Abstract
We present a susceptibles-exposed-infectives (SEI)model to analyze the effects of seasonality on epidemics, mainly of rabies, in a wide range of wildlife species. Model parameters are cast as simple allometric functions of host body size. Via nonlinear analysis, we investigate the dynamical behavior of the disease for different levels of seasonality in the transmission rate and for different values of the pathogen basic reproduction number (R0) over a broad range of body sizes. While the unforced SEI model exhibits long-term epizootic cycles only for large values of R0, the seasonal model exhibits multiyear periodicity for small values of R0. The oscillation period predicted by the seasonal model is consistent with those observed in the field for different host species.
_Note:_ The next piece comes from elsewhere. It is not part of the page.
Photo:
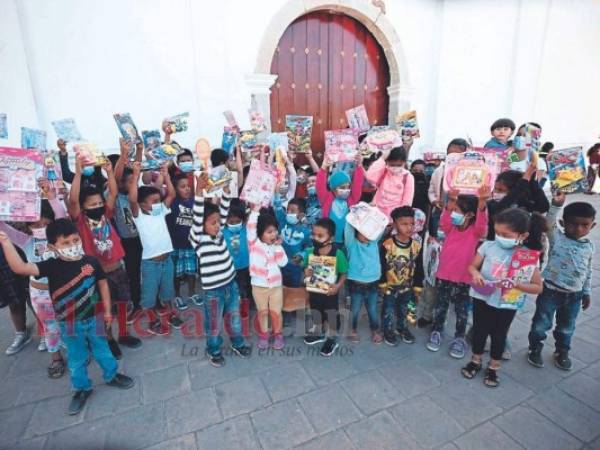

These conclusions are not affected by alternative assumptions for the shape of seasonality or for the parameters that exhibit seasonal variations. However, the introduction of host immunity (which occurs for rabies in some species and is typical of many other wildlife diseases) significantly modifies the epidemic dynamics; in this case, multiyear cycling requires a large level of seasonal forcing. Our analysis suggests that the explicit inclusion of periodic forcing in models of wildlife disease may be crucial to correctly describe the epidemics of wildlife that live in strongly seasonal environments.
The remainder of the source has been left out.